Kenneth Williams, the last person to be executed, she said about a minute after the midazolam was injected, “the trunk of his body — his chest — came off the table and hit the table, like he was coughing but there wasn’t a coughing sound.” She said his body moved rhythmical­ly for about 10 seconds, fast at first and then slower, but he had no facial expression and his hands didn’t clench. Other than his torso hitting the table, she said, there were no sounds.

While at least one other witness described seeing Williams’ head moving and hearing him coughing or moaning, even convulsing, she said neither occurred.

Asked if Williams ever appeared to be in pain, she replied, “No. Even if it appeared for that 10 seconds that he was in pain, I would have stopped it.”

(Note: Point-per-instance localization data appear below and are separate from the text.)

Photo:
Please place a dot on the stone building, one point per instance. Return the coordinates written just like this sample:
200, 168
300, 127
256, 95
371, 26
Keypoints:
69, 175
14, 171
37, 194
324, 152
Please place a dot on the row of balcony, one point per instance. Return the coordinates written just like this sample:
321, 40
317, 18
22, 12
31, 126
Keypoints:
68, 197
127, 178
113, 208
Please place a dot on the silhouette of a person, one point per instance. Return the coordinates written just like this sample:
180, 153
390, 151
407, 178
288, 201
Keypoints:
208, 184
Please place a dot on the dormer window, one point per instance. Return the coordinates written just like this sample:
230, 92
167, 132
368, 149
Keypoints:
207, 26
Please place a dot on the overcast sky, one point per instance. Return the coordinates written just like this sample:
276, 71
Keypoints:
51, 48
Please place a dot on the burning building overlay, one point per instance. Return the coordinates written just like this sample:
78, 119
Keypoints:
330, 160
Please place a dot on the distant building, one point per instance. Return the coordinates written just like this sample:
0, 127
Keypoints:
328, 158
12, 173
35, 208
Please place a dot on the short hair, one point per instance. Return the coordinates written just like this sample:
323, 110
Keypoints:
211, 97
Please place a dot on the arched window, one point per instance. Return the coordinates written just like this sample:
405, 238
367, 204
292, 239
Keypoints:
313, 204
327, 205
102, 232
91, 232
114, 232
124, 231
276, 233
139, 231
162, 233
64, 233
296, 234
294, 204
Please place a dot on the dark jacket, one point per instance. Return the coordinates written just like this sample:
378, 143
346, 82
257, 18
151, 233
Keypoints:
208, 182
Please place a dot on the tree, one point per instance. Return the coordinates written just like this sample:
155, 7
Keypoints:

Under questionin­g by attorney Julie Vandiver, who represents the inmates, Kelley said she still believes, after hearing all of the testimony, the state’s protocol is effective at preventing inmates from consciousl­y experienci­ng the effects of the second and third drugs. She said the state hasn’t in recent years been able to obtain barbiturat­es, a proposed alternativ­e, and that while the state could probably build a facility to house a firing squad, another alternativ­e method of execution, she “would not encourage it.”

Asked why, she said, “I haven’t heard anything sitting in court in the last week that makes me think that’s a better method.”

She said that in the four executions she witnessed, “I didn’t see any suffering. And you didn’t have to put a hood over their head,” as witnesses testified is done during executions by firing squad. “That doesn’t seem respectful to me.”